Assai significativo è anche il luogo in cui Abu Ibrahim si nascondeva: la città di Atma (Atmeh) nella regione di Idlib, a pochi chilometri da dove tre anni or sono un’operazione analoga ha portato alla morte il suo predecessore al-Baghdadi. Situata a ridosso del confine turco-siriano, questa regione sarebbe oggi territorio sotto custodia turca e dalla fine del 2021 è una specie di “zona di soggiorno” per migliaia di siriani in fuga, di fatto un enorme campo profughi, ovviamente pagato dalla UE. Ma quello che qui più interessa è che da anni la regione di Idlib è diventata la destinazione finale dei cosiddetti “corridoi umanitari”, attraverso i quali – man mano che le roccaforti dell’Isis cadevano – si permetteva ai miliziani di evacuare con le proprie famiglie sempre opportunamente al seguito. In questo modo l’area è diventata di fatto una riserva per le decine di milizie nate dalla frammentazione dell’ISIS. Alcune di queste negli ultimi mesi hanno cominciato ad attaccare l’esercito turco di frontiera, tanto che non è fantascienza immaginare un contributo informativo della Turchia all’operazione contro Abu-Ibrahim.

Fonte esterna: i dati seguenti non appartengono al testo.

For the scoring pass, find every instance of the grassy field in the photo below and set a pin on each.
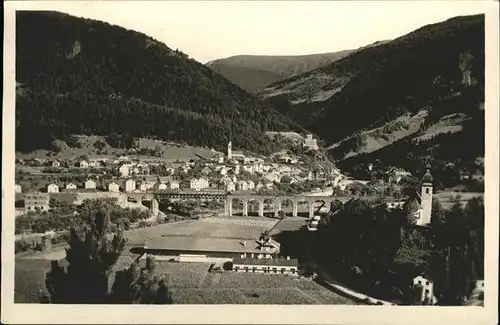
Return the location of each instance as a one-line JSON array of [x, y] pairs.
[[209, 227], [447, 198], [192, 284]]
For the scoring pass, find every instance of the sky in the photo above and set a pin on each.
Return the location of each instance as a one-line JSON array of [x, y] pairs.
[[208, 30]]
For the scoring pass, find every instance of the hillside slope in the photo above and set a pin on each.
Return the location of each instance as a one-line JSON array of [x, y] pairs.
[[79, 76], [425, 88], [253, 72]]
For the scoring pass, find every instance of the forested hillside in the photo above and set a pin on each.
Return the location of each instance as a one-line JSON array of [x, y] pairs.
[[419, 95], [82, 76], [254, 72]]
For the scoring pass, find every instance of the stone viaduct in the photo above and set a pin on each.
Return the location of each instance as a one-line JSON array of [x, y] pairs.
[[155, 197]]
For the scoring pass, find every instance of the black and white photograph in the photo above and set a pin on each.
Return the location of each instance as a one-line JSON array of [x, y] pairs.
[[272, 153]]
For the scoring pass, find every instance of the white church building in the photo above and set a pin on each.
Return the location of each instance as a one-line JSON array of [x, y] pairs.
[[421, 203]]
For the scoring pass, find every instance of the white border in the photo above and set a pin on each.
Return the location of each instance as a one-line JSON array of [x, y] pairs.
[[225, 314]]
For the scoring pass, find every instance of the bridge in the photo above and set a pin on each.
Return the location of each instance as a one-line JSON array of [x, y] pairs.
[[162, 196]]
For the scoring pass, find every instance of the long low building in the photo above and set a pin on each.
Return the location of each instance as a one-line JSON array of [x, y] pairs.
[[212, 247], [272, 265]]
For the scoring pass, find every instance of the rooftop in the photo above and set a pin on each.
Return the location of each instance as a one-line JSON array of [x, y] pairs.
[[186, 243], [267, 261]]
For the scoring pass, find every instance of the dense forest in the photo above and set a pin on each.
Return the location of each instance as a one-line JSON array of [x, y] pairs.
[[438, 68], [254, 72], [378, 251], [79, 76]]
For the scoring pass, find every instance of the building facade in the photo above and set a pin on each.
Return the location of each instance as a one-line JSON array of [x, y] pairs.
[[113, 187], [52, 188], [90, 185], [310, 142], [271, 266], [130, 185], [36, 202]]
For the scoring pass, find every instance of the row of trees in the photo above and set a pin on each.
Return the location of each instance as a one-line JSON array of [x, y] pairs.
[[379, 251], [65, 215], [93, 275]]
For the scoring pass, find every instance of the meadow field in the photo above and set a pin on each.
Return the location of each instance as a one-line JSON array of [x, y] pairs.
[[238, 228], [447, 198], [192, 283]]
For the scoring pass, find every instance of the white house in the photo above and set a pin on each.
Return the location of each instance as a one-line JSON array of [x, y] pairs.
[[113, 187], [145, 186], [90, 184], [173, 185], [124, 170], [130, 185], [198, 184], [242, 185], [396, 175], [83, 164], [70, 186], [251, 185], [194, 184], [223, 171], [52, 188], [230, 186], [425, 289], [310, 142], [272, 177]]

Sorge però spontanea una domanda: perché questa terra di nessuno (e quindi di tutti) continua ad esistere? Perché le forze alleate non hanno portato a termine la missione di cancellare questa realtà di violenza, genocidi, abusi, violazione dei più elementari diritti umani?
La forza dell’Isis in Medio Oriente è molto calata, ma un residuo continua a resistere. La speranza di creare uno Stato Islamico permanente nell’area è scemata da tempo, molte aspirazioni si sono spostate in Estremo Oriente – vedi Indonesia – e soprattutto in Africa centro-orientale, dove però il jihadismo ha cambiato pelle, si è innestato sulla criminalità organizzata e sulla corruzione con le grandi multinazionali per il controllo delle risorse energetiche, e ha perso l’ideale della purezza e della sedentarietà territoriale.
L’Isis, con i tanti rami che ne sono derivati, con i nomi più diversi, è diventato più sfuggente, ma non meno pericoloso. I jihadisti che continuano a formarsi in Medio Oriente, in Africa, in Asia, e molto spesso in Europa continuano ad essere pericolosi, anche se forse non hanno più la forza per ampie manovre di attacco. Hanno la pericolosità degli uomini che non vogliono accettare la sconfitta di un progetto e che sono ricchi di slogan che non sanno più ricondurre ad un contenuto profondo.